To a tangled homicide investigation that includes a family's tightly held "shroud of secrets," strife between two brothers, and a mysterious note on a bank deposit slip left on Leisa Martin's grave, the Minnesota Court of Appeals has added "prosecutorial misconduct and the presentation of inadmissible evidence."
The 14-year pursuit of justice surrounding Martin's death was made all the more complicated in a very rare and strongly worded ruling this week by the appeals court dismissing a grand jury's second-degree murder indictment against one of her brothers, Troy Martin.
"In 30 years of practicing law, this is absolutely the most bizarre case I've been involved with," said John Undem, one of Troy Martin's defense attorneys. "... I don't lose sleep over cases very often. But this one haunts me."
Leisa Martin was a petite 31-year-old woman with brunette hair, and the two men walking the lonely woods along Roy Lake in Mahnomen County that October night in 1998 only stumbled across her shallow grave because they happened to be looking for firewood.

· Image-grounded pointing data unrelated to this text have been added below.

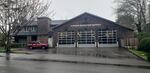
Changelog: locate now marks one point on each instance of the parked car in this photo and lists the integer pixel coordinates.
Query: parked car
(35, 44)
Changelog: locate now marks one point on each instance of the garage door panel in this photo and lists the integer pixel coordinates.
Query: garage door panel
(107, 38)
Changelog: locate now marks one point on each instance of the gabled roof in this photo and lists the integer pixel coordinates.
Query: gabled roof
(58, 22)
(95, 17)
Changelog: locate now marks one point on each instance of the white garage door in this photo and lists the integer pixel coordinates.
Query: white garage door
(107, 38)
(66, 39)
(86, 39)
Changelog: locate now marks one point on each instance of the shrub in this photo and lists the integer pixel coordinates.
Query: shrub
(18, 45)
(144, 45)
(143, 35)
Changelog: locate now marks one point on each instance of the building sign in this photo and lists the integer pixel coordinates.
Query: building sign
(85, 25)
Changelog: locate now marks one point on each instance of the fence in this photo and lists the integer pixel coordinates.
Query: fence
(130, 43)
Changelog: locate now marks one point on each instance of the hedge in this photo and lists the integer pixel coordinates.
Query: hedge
(144, 45)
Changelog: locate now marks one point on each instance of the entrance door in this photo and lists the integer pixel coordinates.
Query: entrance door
(86, 39)
(66, 39)
(107, 38)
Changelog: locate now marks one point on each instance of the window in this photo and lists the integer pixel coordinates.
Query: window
(107, 37)
(66, 37)
(86, 37)
(29, 29)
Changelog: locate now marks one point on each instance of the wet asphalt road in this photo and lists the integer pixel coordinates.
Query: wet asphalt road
(17, 66)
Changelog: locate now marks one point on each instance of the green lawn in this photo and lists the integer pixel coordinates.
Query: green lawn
(2, 50)
(141, 54)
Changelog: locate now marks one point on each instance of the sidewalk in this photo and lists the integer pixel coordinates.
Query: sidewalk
(81, 59)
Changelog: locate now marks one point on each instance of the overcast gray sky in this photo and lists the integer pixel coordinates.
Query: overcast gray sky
(67, 9)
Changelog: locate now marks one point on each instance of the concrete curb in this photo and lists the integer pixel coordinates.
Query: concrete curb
(83, 62)
(138, 56)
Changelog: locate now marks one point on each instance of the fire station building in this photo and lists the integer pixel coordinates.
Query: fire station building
(85, 30)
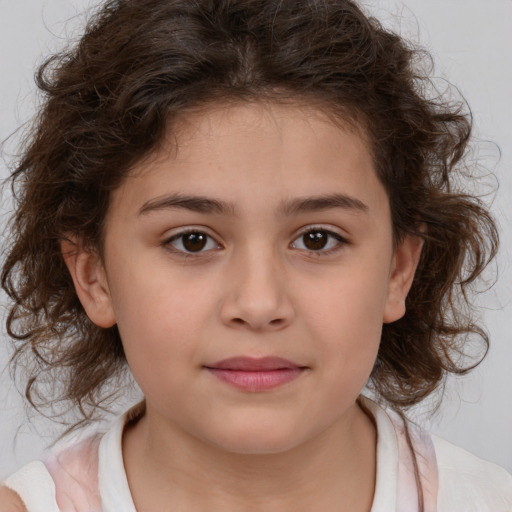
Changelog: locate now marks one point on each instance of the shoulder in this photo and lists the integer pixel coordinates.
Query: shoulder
(468, 483)
(10, 501)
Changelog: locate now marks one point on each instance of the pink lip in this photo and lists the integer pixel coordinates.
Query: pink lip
(255, 374)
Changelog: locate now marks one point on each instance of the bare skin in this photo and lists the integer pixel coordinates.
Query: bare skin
(253, 182)
(10, 501)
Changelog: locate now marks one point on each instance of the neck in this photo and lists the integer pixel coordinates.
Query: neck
(168, 469)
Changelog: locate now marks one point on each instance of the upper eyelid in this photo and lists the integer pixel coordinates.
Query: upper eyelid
(295, 236)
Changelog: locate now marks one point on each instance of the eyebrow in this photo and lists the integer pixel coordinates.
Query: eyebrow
(201, 204)
(323, 202)
(197, 204)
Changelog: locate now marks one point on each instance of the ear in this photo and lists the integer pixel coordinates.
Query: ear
(403, 268)
(90, 280)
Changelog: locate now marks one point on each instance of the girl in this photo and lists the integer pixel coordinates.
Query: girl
(255, 206)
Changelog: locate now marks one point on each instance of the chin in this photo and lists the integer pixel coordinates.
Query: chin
(257, 439)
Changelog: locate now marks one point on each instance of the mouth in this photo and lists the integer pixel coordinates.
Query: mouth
(256, 374)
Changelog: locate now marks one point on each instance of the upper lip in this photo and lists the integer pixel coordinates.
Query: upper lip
(254, 364)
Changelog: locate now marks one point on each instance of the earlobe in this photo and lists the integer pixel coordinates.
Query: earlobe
(405, 262)
(89, 278)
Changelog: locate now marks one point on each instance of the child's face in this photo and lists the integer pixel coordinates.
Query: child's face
(287, 253)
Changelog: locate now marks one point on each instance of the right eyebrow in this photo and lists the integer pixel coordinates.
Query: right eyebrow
(197, 204)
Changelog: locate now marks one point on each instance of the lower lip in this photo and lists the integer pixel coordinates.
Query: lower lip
(257, 380)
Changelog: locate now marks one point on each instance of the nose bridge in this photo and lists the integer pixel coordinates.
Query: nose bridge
(257, 293)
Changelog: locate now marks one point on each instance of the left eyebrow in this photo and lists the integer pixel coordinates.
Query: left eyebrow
(324, 202)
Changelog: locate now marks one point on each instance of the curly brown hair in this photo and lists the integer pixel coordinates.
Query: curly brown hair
(108, 102)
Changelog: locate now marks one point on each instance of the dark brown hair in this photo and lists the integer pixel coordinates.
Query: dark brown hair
(108, 102)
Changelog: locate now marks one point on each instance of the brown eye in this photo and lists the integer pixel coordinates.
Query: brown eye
(318, 240)
(315, 240)
(193, 242)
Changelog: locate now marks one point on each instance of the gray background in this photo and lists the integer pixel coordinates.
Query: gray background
(471, 42)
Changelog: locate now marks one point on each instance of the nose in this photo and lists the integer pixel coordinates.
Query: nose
(257, 295)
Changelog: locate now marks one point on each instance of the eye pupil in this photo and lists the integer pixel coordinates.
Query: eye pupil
(315, 240)
(194, 242)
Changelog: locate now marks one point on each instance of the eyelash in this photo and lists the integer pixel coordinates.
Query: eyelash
(341, 241)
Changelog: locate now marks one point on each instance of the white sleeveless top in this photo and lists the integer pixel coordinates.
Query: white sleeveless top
(90, 476)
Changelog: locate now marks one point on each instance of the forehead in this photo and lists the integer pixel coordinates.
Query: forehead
(273, 151)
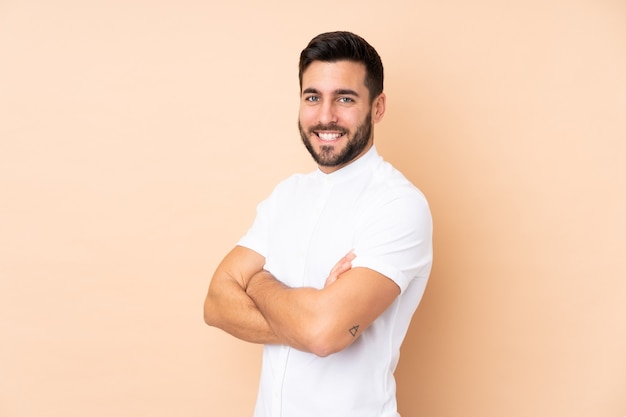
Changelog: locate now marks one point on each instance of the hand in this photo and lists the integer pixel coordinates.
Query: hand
(340, 267)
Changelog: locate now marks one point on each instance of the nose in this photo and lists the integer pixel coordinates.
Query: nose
(327, 113)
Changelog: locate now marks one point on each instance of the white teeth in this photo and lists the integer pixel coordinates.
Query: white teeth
(328, 136)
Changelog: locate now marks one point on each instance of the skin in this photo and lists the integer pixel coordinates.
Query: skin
(249, 302)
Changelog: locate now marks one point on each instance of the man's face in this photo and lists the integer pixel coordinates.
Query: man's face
(336, 118)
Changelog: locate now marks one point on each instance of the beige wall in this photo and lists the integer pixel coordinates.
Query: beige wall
(137, 137)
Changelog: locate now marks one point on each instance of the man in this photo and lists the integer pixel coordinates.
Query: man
(336, 261)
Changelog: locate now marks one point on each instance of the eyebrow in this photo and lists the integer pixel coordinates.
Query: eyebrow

For more than 11 frustrating years, investigators chased nearly 1,000 leads trying to unravel the mystery of Martin's death, finally getting their break when her other brother, Todd Martin, blurted a confession to a deputy during a drunken-driving arrest in 2010.
Three days before Leisa Martin's body was found, early on Oct. 28 at their home in rural Bagley in northwestern Minnesota, he said, he, his sister and his brother had been drinking, then arguing. Things escalated and, in his version of events, Troy Martin restrained his sister. She had "snaked out" before, Todd Martin would testify, and restraining her, sometimes to the point where she briefly couldn't breathe, was the only way to settle her down. The brothers thought she had merely passed out from drinking, Todd Martin said, but after about 25 minutes, found she was dead from asphyxiation.
As for Troy, he maintained he had been sleeping through the argument, and was not involved in restraining his sister. Their father, Dr. Fred Martin, who held that his daughter's death was a tragic accident, testified that he thought Todd Martin had been responsible for Leisa Martin's death.
After Martin's body was hidden, the family had held its secret close, even as suspicion swirled around the brothers -- until Todd Martin's DWI arrest on Jan. 24, 2010, when it all came apart. About 2:30 in the morning, Todd Martin showed up at his brother's home, banging on his door, revving his engine and drinking, according to court documents. On the way to Clearwater County jail, he tried to strangle a deputy, ranting about "just [wanting] to end it," and mentioning his sister's name several times.